Aims and objectives.  To examine the prevalence of hearing and vision impairments in 65+ year-old patients with hip fractures.

Background.  Many older people believe sensory problems are inevitable and thus avoid medical assessment and assistance. Furthermore, health professionals often overlook sensory problems, though it is known that sensory impairments can increase the risk of falling and sustaining hip fractures.

Design.  A prospective, observational study.

Methods.  We admitted 544 consecutive patients to an orthogeriatric ward from October 2004–July 2006; 332 were screened for study inclusion with the Resident Assessment Instrument for Acute Care (InterRAI-AC) and a questionnaire (KAS-Screen). We conducted patient interviews, objective assessments, explored hospital records and interviewed the family and staff. Impairments were defined as problems with seeing, reading regular print or hearing normal speech.

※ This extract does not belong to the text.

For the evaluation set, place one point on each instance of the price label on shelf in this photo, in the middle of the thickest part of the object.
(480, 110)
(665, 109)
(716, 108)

Results.  Sixteen per cent of the patients had no sensory impairments, 15·4% had vision impairments, 38·6% had hearing impairments and 30·1% had combined sensory impairments. Among the impaired, 80·6% were female, the mean age was 84·3 years (SD 6·8), 79·9% were living alone, 48·0% had cognitive impairments, 89·6% had impaired activities of daily living, 70·6% had impaired instrument activities in daily living, 51·0% had bladder incontinence and 26·.8% were underweight. Comorbidity and polypharmacy were common. Delirium was detected in 17·9% on day three after surgery. Results showed the prevalence of combined sensory impairments was: 32·8% none; 52·2% moderate/severe; and 15·1% severe.

Conclusion.  Patients with hip fractures frequently have hearing, vision and combined impairments.

Relevance to clinical practice.  We recommend routine screening for sensory impairments in patients with hip fractures. Most sensory problems can be treated or relieved with environmental adjustments. Patients should be encouraged to seek treatment and training for adapting to sensory deficiencies. This approach may reduce the number of falls and improve the ability to sustain independent living.